Esposito che stagione è?
«Forse la più importante della mia carriera. L’avevo quasi prevista. Lo scorso anno, mentre andavamo in pullman allo stadio per Spezia-Venezia ultima di campionato, dissi a Candelari, ‘oggi segno, ci salviamo, resto qui e facciamo grande cose’. Ha funzionato».

Arrivati anche i complimenti da Luciano Spalletti.
«Lo ringrazio per le belle parole, orgoglioso».

Eppure lo scorso anno sembrava che lei non segnasse neanche in discesa.
«A volte si fanno considerazioni frettolose nel calcio. Avevo 18 anni, alla prima stagione tra i grandi, criticarmi era la normalità. In pochi vedevano il lavoro di tutti i giorni. Poi la squadra era diversa, non era quella dominante di ora, arrivano uno o due palloni a partita buoni».
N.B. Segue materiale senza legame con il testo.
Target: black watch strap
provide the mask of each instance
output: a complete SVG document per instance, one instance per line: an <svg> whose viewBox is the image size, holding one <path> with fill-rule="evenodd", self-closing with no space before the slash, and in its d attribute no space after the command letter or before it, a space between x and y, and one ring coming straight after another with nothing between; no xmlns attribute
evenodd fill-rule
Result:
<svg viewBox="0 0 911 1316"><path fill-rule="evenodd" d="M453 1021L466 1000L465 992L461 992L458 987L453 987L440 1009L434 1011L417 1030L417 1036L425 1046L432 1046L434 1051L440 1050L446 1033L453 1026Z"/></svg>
Un bambino fattosi grande, quindi.
«Penso che due anni fa la scelta di andare allo Spezia fu giusta. Già durante la stagione in cui erano in A si era valutata la mia posizione. Pensavo fosse posto adatto per crescere».
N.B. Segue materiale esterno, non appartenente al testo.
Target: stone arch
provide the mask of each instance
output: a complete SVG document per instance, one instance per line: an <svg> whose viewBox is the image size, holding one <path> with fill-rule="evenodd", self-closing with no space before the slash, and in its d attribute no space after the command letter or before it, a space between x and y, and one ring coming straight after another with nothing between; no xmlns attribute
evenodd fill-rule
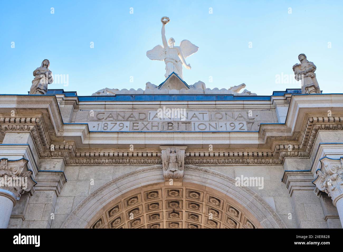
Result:
<svg viewBox="0 0 343 252"><path fill-rule="evenodd" d="M161 198L156 199L156 201L158 201L160 199L159 201L161 204L164 205L161 208L167 208L165 203L168 199L165 198L167 190L168 188L176 188L180 189L180 192L182 192L183 196L181 199L184 205L182 207L185 215L186 214L185 211L187 211L186 204L192 201L191 199L187 198L187 192L193 190L201 194L205 192L205 195L203 195L204 198L201 203L204 205L202 211L203 214L201 217L203 219L206 218L204 215L206 214L206 211L208 211L207 208L205 208L209 205L205 205L206 201L211 200L211 197L217 199L220 202L220 204L222 204L221 210L220 208L216 209L221 212L223 217L221 222L220 222L221 224L218 224L218 227L230 227L225 221L230 217L229 212L228 211L231 211L229 208L232 207L241 213L241 217L243 216L243 219L239 221L239 223L237 223L237 227L239 228L251 227L251 225L247 222L247 220L251 223L250 224L253 224L253 227L256 228L286 227L277 214L259 195L248 188L236 186L234 180L226 175L207 169L192 166L185 166L183 181L174 181L173 185L171 186L169 185L168 182L165 181L163 173L162 166L157 165L139 169L113 180L86 198L69 215L62 227L92 228L99 220L100 220L99 223L101 223L101 225L98 225L99 227L110 228L111 225L110 223L117 218L117 216L120 214L128 214L128 208L127 209L127 206L124 205L124 202L127 203L127 201L132 197L132 195L139 195L139 193L138 192L141 192L140 196L138 197L139 199L132 201L139 201L139 205L141 206L142 211L144 212L143 208L147 207L146 206L149 203L145 200L146 199L144 198L144 193L159 190L158 191L160 192ZM221 203L222 200L222 204ZM116 214L115 215L113 219L107 215L106 219L106 213L108 213L120 202L121 204L120 207L122 209L118 210L118 216ZM134 205L133 207L136 205L134 204ZM215 209L215 207L214 209ZM132 209L129 210L131 211ZM162 209L161 210L162 211ZM167 209L164 210L163 214L165 215ZM145 212L145 213L147 214L146 211ZM108 213L107 214L108 215ZM128 226L130 225L129 223L128 216L125 217L123 215L121 216L122 218L126 219L127 221L123 221L122 224L119 223L120 225L115 227L131 227ZM142 218L143 219L141 221L144 223L144 227L151 227L151 226L148 226L147 221L144 221L144 218L145 217ZM234 220L237 220L234 218L232 218ZM133 220L136 218L134 219ZM185 221L187 222L186 216L184 220L185 221L181 225L185 226L186 225ZM138 221L136 221L138 222ZM204 221L202 222L201 227L203 227ZM232 222L230 221L229 222ZM123 226L124 224L126 226ZM166 225L165 221L163 225L164 226ZM138 225L137 227L143 226ZM205 227L211 227L209 225Z"/></svg>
Un giorno disse che la sua fortuna è aver avuto un campetto sotto casa.
«A Castellammare, al rione Cicerone avevano quel rettangolo ed io passavo più tempo lì che a casa. Mia nonna doveva scendere e rincorrermi per portami a casa, sui libri o a mangiare. Lì avevo i miei amici, quelli che ho ancora oggi, con i quali vivo».

Da poco lo avete anche ristrutturato voi, fratelli Esposito, quel campo, regalandolo alla comunità.
«Il calcio è di tutti, deve essere gratis per i più piccoli, il calcio si deve vivere ogni giorno».

Chi è fuori dal campo, Pio Esposito?
«Un ragazzo legato alla famiglia ed alle amicizie, che ama Castellammare e che a Milano faceva campo e casa».

Musica?
«Tantissima, dalla latino al trap. Ma, per esempio, ho seguito molto la serie sugli 883, altra musica che ascolto anche se non dei miei tempi».

Da ragazzino la chiamavano Nedved.
«Vero. Avevo capelli lunghissimi e biondi, parevo il ceko. Erano gli amici del campetto. Lì ho segnato un gol di tacco che ancora ricordo, il più bello».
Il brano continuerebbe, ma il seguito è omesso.